Grossalbanische Träume

Ende Juli erlitt die UCK eine massive militärische Niederlage, deren Folgen im Moment noch nicht völlig absehbar sind. Diese Niederlage kam den imperialistischen Mächten nicht ungelegen, hat doch die bis anhin politisch und militärisch hochgepäppelte UCK den Bogen eindeutig überspannt.  

Verblendet durch den grossalbanischen Traum erklärte der UCK-Sprecher Jakub Krasniqi im Juli gegenüber dem Spiegel: «Wir wollen mehr als die Unabhängigkeit. Unser Ziel ist die Vereinigung aller Albaner auf dem Balkan.» Er verdeutlichte damit, was mit den eher vagen Formulierungen in der am 27. Februar erschienenen Erklärung der UCK wirklich gemeint war: «Das gestiegene internationale Interesse, besonders der amerikanischen und der französisch-deutschen Diplomatie, begrüssend, erklären wir, dass die Lösung der albanischen Frage nicht allein in den gegenwärtigen Grenzen Kosovas festgelegt werden kann, sondern sie muss als Ganzes gelöst werden, indem die Albaner und ihre von «Mazedonien» und Montenegro besetzten Gebiete einbezogen werden.» Diese Position stellt eine massive Provokation an die Adresse der bis anhin der UCK äusserst wohlgesinnten imperialistischen Mächte dar. War und ist es doch das erklärte Ziel insbesondere der USA, den Konflikt unter keinen Umständen nach Mazedonien überschwappen zu lassen.

Selbstüberschätzung auf Kosten der Bevölkerung

Dieser durch nationalistischen Grössenwahn bedingte politische Realitätsverlust schwappte auch auf die militärische Ebene über. In massloser Selbstüberschätzung ging die UCK vom Guerillakrieg zum Stellungskrieg über, ohne sich dabei auch nur im geringsten über die Folgen für die betroffene Zivilbevölkerung Rechenschaft abzulegen. Im Gegenteil. Wer die UCK nicht unterstützt, riskiert als Kollaborateur denunziert und schlimmstenfalls liquidiert zu werden. Um abzuschrecken, orientiert die UCK in ihren inhaltslosen, von militärischer Kraftmeierei geprägten Erklärungen regelmässig über derartige Hinrichtungen. Den Preis für die erlittene Niederlage der UCK zahlt in erster Linie die albanische und serbische Bevölkerung, die zwischen den Fronten aufgerieben und zur Flucht gezwungen wurde.

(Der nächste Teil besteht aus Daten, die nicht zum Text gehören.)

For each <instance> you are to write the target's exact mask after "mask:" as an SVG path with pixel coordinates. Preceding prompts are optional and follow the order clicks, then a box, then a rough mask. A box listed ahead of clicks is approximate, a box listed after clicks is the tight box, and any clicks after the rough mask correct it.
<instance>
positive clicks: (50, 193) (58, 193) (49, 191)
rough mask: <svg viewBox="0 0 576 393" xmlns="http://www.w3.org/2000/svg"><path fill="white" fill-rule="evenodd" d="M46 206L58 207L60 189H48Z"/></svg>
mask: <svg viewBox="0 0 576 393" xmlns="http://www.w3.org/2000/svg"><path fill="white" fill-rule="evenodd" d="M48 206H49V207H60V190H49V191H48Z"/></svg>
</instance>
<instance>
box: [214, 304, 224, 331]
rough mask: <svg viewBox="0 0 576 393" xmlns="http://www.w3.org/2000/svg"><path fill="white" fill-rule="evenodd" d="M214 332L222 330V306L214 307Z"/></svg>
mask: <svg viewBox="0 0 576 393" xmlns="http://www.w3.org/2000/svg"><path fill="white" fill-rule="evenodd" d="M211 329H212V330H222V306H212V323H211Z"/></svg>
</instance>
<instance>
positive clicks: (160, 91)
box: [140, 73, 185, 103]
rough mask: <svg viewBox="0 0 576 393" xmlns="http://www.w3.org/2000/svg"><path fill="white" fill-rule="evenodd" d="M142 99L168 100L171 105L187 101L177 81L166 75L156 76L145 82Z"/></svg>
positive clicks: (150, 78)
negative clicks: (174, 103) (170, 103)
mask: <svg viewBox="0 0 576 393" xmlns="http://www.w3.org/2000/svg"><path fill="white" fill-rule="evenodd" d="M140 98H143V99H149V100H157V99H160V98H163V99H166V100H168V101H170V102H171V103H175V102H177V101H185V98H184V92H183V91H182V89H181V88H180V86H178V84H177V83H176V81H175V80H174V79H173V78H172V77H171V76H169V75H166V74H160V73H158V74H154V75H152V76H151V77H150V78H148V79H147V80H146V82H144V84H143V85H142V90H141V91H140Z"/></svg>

Offen ist, inwiefern diese Niederlage der UCK auch das Verhältnis zum albanischen Staat verändern wird. Noch am 9. Juli äusserte sich UCK-Sprecher Krasniqi in dem ihm eigenen Pathos: «In diesem Fall müssen wir dem albanischen Staat für die elterliche Fürsorge und die brüderliche Hilfe, die er uns weiterhin gibt, danken.» Eine aufschlussreiche Aussage, die nicht zuletzt unter folgendem Hintergrund betrachtet werden muss.

Elterliche Fürsorge der NATO

Seit 1997 werden die Sicherheitsorgane, Streitkräfte und die Polizei unter der Führung der NATO wiederaufgebaut. Individuelle Partnerschaftsprogramme Albanien heisst das NATO-Projekt. Neutralität hin oder her, auch die Schweiz mischelt da ganz dick mit. «Mit der Lieferung von 20 Steyr-Lastwagen und 10 Jeep-Geländepersonenwagen sowie einer darauf abgestimmten Schulung im materiellen Unterhalt hat auch die Schweiz einen entsprechenden Beitrag geleistet.» NZZ a.a.O.) Mit von der Partie auch der NZZ-Inlandredaktor Bruno Lezzi, der sich um den Aufbau eines «professionellen, materiell zweckmässig dotierten Informations- und Pressedienstes der albanischen Streitkräfte» kümmert. 

Doch nicht nur die NATO kümmert sich intensiv um den die UCK mit «elterlicher Fürsorge» unterstützenden albanischen Staat. Nach wie vor sind die italienische Polizei und die Carabinieri zusammen mit den französischen Flics und dem deutschen Bundesgrenzschutz in Albanien für die innere Ordnung besorgt. 

Ohne die stillschweigende Duldung dieses hochkarätig besetzten militärisch-polizeilichen Repressionsteams wären wohl die elterlich-fürsorglichen Waffenlieferungen aus Albanien kaum über die Bühne gelaufen. Es wird sich zeigen, ob dies auch in Zukunft so ohne weiteres möglich sein wird.